Le Moyen Empire fut précédé par une période où l'Égypte comptait de petits États : la Première Période intermédiaire. Au sein de cette époque, les 185 années citées par le prêtre Manéthon pour les règnes des rois d'Hérakleopolis (le plus important royaume de cette phase intermédiaire) jusqu'à la réunification, à la fin de la XIe dynastie (entre 2040 et 2020), semblent pouvoir correspondre à la vérité. Les dates relatives aux fonctionnaires régionaux ainsi que les découvertes archéologiques dans les nécropoles de la Première Période intermédiaire correspondent à une durée d'environ 200 ans.

L'Ancien Empire s'est terminé vers l'an 2230, ce qui nous amène à l'ère des constructeurs de pyramide connus. Le plus gros problème chronologique pour cette période est le système de dates alors utilisé. En effet, à partir de la XIe dynastie, les Égyptiens ont daté les événements en fonction du début du règne des souverains ; auparavant, on mentionnait les « années de recensement des troupeaux », c'est-à-dire les années de levée d'impôts. Les spécialistes ont longtemps pensé que ces levées étaient séparées de deux ans, car à côté de la mention « année du recensement », on trouve aussi de temps en temps une mention « année après le recensement ». Entre-temps, il est devenu clair que soit les Égyptiens n'avaient pas de méthode régulière de prélèvement des impôts, soit nous ne l'avons pas encore comprise.

A posteriori, les listes de rois des époques tardives n'aident pas, car leurs auteurs, manifestement, ont aussi confondu ces données avec des années de règne. Les constructeurs des grandes pyramides de la IVe dynastie, les rois Snéfrou, Khéops et Chéphren, ont sans doute régné bien plus longtemps que ne le rapportent les chroniqueurs égyptiens, à en croire les estimations récentes des durées de construction.

Le calcul à rebours fondé sur les dates de recensement des troupeaux depuis la Première Période intermédiaire jusqu'à l'Ancien Empire et sur toute une série d'autres indices comporte donc de très grandes incertitudes. Il conduit à placer la construction de la pyramide de Khéops au XXVIe siècle.

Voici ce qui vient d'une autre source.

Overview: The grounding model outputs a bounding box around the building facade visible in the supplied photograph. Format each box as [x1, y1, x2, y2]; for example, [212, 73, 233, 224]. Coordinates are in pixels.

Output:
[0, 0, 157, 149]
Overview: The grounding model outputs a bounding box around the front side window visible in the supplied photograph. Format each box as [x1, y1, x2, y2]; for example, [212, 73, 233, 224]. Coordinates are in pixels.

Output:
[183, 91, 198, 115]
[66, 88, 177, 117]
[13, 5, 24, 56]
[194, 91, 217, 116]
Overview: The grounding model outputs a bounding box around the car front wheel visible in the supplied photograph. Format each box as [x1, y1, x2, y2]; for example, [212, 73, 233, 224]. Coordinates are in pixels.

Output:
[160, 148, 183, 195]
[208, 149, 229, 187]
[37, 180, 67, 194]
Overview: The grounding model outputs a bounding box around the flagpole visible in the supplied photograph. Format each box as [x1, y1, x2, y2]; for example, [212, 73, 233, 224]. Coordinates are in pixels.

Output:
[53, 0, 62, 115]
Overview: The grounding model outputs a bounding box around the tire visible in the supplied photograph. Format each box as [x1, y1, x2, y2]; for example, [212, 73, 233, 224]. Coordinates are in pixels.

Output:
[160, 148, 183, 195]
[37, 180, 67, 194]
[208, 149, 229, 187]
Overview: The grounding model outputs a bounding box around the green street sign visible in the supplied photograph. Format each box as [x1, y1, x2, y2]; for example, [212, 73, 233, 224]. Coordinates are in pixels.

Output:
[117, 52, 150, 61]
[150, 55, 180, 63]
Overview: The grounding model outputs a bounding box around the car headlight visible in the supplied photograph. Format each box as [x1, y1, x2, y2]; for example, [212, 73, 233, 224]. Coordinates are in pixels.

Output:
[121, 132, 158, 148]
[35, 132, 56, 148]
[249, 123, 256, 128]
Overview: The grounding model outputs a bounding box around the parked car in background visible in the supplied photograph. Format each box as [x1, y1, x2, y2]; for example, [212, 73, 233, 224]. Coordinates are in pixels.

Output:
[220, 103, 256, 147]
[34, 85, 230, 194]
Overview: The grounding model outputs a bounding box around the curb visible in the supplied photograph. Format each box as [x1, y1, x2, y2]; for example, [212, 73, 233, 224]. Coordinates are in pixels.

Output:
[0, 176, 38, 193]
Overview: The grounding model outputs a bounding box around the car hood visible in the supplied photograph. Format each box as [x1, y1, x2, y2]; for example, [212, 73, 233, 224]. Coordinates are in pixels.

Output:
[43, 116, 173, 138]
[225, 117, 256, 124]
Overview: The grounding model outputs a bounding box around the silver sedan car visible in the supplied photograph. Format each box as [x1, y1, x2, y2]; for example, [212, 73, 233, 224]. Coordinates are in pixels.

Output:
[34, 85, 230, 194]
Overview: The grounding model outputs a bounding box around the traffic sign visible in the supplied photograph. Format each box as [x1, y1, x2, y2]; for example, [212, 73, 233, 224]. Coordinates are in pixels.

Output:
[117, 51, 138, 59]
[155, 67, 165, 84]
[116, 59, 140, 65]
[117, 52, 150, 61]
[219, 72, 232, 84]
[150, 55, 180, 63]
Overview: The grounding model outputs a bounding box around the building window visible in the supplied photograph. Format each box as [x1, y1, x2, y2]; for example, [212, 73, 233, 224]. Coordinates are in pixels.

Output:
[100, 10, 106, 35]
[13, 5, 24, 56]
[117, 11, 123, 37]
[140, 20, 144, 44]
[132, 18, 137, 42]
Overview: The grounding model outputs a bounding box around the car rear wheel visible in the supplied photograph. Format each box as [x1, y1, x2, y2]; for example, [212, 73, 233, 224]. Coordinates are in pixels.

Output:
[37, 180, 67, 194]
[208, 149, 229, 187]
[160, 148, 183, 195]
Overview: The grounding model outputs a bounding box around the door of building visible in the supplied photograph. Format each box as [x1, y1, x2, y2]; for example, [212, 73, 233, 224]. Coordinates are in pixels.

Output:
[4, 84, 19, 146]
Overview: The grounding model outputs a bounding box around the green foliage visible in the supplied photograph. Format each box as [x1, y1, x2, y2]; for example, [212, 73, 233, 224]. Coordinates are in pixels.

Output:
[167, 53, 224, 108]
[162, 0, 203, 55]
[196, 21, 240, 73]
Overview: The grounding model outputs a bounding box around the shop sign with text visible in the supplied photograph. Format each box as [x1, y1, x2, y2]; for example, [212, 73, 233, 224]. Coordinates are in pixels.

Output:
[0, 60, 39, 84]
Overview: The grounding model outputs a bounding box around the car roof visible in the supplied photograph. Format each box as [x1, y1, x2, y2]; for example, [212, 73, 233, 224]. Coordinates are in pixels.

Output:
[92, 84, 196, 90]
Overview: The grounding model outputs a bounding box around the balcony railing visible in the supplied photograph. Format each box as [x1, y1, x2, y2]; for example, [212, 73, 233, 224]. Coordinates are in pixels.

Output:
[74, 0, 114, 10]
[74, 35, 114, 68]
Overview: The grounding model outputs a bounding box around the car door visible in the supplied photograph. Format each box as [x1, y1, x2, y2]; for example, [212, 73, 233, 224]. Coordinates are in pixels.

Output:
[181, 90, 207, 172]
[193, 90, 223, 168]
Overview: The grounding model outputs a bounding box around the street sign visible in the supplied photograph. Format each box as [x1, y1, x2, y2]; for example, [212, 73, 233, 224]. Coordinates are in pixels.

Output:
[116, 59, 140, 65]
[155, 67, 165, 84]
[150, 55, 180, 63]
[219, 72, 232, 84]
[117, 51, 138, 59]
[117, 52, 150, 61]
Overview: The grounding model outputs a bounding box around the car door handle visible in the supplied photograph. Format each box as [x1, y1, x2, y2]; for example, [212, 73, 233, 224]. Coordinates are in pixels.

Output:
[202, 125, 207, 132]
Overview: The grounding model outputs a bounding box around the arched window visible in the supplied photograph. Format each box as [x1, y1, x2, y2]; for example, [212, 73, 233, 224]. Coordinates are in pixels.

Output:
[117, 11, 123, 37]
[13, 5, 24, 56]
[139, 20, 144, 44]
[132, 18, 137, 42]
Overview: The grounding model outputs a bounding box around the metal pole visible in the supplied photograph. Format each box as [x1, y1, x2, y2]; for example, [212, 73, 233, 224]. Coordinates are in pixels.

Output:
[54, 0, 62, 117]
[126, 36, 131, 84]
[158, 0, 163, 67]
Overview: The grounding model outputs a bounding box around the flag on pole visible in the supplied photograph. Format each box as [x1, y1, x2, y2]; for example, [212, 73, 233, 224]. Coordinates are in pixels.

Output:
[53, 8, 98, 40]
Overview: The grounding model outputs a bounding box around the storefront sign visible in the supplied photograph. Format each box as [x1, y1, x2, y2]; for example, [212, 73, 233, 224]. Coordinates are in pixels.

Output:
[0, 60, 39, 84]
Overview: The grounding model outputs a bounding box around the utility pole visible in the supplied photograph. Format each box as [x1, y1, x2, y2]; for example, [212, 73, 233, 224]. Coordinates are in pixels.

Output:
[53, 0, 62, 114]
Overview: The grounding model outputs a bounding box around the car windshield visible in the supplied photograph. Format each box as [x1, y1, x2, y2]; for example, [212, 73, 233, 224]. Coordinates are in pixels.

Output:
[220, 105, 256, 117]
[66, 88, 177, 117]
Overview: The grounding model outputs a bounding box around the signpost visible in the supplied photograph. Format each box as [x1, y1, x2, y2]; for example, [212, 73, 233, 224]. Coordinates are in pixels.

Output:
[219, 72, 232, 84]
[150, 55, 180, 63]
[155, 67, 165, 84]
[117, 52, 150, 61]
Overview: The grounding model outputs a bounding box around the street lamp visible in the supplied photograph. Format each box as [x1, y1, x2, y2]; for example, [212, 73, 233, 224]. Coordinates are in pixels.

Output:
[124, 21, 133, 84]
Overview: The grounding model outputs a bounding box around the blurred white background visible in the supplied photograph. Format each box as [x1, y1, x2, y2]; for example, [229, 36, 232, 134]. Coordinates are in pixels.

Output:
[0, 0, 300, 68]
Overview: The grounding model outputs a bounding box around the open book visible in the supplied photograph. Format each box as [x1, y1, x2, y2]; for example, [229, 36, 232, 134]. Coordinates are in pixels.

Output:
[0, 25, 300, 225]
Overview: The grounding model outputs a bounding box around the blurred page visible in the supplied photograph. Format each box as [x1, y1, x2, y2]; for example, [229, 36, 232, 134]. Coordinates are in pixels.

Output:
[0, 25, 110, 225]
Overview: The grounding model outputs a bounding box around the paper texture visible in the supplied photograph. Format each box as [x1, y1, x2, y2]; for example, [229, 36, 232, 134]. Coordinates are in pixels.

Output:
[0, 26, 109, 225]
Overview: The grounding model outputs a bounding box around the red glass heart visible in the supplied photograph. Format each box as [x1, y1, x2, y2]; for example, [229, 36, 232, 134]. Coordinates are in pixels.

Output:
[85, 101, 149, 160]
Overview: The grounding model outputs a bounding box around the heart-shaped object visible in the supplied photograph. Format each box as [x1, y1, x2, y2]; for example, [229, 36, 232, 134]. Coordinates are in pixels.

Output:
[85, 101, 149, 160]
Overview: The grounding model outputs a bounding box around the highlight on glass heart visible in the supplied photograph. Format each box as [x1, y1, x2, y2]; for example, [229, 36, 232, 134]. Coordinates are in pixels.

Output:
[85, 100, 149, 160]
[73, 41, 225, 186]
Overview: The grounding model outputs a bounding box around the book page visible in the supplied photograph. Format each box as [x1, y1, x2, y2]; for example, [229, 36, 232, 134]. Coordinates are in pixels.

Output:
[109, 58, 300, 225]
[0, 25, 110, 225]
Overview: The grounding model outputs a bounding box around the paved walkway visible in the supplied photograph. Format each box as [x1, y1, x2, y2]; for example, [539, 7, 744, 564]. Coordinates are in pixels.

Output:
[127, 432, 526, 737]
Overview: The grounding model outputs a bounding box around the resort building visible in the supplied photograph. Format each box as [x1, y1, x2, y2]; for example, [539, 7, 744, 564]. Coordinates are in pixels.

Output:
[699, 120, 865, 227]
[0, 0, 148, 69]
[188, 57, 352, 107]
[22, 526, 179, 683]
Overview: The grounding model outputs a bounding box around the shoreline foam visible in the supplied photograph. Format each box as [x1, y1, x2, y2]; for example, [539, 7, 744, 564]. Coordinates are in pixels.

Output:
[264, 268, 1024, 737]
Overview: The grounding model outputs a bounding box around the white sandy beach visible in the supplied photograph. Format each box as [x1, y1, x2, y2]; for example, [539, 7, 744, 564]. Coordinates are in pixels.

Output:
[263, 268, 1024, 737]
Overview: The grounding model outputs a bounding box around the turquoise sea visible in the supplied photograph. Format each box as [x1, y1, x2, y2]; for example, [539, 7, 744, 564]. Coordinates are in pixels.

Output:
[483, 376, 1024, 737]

L'histoire complétée par la physique

C'est là qu'intervient la physique : une équipe internationale vient en effet de faire savoir que les dates obtenues par la méthode du radiocarbone coïncident bien avec le résultat de la reconstruction de la chronologie par la méthode historique (voir L'Égypte ancienne à l'aune du radiocarbone, page 20). Ces datations physiques fixent surtout les plus anciennes périodes de l'histoire égyptienne, pour lesquelles la méthode astronomique est controversée ; elles complètent ainsi idéalement la chronologie historique.